The Kurdish-led SDF evacuated nearly 5,000 men, women and children from the jihadist redoubt on Wednesday and Friday, but none over the weekend.

Earlier on Monday, SDF spokesman Mustafa Bali, said thousands remained inside the IS pocket.

“According to what we heard from those who have left, there are nearly 5,000 people still inside,” Bali said.

At the SDF screening point outside the village, SDF fighters expressed hopes Monday’s arrivals would be the last.

“We want it to be over,” one of them, 29-year-old Mazloum, said.

“Every day we say today is the day but we hope it will all end today and not tomorrow,” he said.

Kurdish foreign affairs official Abdel Karim Omar said the SDF would announce the end of the IS proto-state “in the next few days”.

“But this does not mean that we have eliminated terrorism, which must be eradicated at the roots,” he said.

Beyond Baghouz, IS still has thousands of fighters and sleeper cells across several countries.

In Syria, it retains a presence in the vast Badia desert, and the jihadists have claimed deadly attacks in SDF-held territory.

‘Jihadist threat remains high’

Iraq’s President Barham Saleh warned Monday the jihadist threat remains high, despite gains made against IS over the past year.

“We’ve seen in the past that the mission is yet to be accomplished,” Saleh said in a Paris speech, evoking the infamous 2003 Iraq claim by former US president George W. Bush.

“You have many, many extremists in many pockets in Syria, causing a potent threat to Syria, Iraq and the Western world,” he said.

Thousands of suspected IS fighters have attempted to blend in with civilians fleeing the crumbling “caliphate”.

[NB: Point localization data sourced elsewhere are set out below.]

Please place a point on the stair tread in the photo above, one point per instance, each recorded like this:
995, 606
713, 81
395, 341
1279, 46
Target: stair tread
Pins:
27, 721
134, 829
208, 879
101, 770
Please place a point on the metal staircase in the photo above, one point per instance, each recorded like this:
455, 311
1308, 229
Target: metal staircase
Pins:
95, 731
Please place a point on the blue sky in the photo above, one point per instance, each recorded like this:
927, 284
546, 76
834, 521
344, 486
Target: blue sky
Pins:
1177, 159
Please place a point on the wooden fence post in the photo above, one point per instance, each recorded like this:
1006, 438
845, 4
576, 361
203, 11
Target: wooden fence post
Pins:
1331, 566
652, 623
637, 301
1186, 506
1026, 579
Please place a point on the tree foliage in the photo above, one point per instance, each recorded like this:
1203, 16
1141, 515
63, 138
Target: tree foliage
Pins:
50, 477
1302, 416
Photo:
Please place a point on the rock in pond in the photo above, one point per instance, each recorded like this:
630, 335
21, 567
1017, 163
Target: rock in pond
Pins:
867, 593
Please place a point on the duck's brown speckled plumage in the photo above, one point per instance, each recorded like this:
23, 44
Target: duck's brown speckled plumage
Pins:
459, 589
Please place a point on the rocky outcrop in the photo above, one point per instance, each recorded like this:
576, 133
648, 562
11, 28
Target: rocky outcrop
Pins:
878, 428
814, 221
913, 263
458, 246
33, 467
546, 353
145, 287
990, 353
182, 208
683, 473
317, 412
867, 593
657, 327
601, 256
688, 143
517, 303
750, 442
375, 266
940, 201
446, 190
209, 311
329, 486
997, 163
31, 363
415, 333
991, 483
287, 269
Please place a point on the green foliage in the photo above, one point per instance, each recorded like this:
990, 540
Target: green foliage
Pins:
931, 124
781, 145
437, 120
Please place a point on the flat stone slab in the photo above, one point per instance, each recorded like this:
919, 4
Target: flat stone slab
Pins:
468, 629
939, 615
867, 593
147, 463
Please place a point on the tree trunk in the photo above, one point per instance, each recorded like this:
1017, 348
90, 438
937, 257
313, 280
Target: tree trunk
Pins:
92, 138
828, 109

According to the Britain-based Syrian Observatory for Human Rights, around 46,000 people, including thousands of jihadists, have streamed out of the Baghouz pocket since early December.

The SDF screens those exiting at an outpost outside the village to weed out potential IS fighters.

After being vetted, women, children, and men not suspected of belonging to the extremist group are transported north to the Kurdish-run camp of Al-Hol, while suspected jihadists are sent to SDF-held detention centres.

“The international community is not currently taking responsibility towards the large number of people leaving the last IS pocket, especially children,” said Omar, describing Al-Hol as overwhelmed by the arrivals.

At least 78 people, mostly children, have died on the way to the camp or shortly after arriving in recent weeks, according to the International Rescue Committee.

The Observatory on Monday said 1,400 people, mainly IS relatives, were secretly transported from orchards on the outskirts of Baghouz to neighbouring Iraq during the past 24 hours.

Kurdish foreign affairs official did not confirm the transfer, but denied the SDF was responsible.

“In principle, we do not hand over any person passing through our territories to Iraqi authorities or any other party,” Omar said.

Such transfers can only happen if they were trucked from Baghouz “by another party”, he explained, without specifying.

Baghdad on Sunday said the SDF have transferred 280 Iraqi nationals accused of fighting alongside IS to Iraqi authorities.

The Iraqi president said Monday his country’s courts would prosecute 13 suspected French jihadists, who were turned over to Iraq after being captured by the SDF.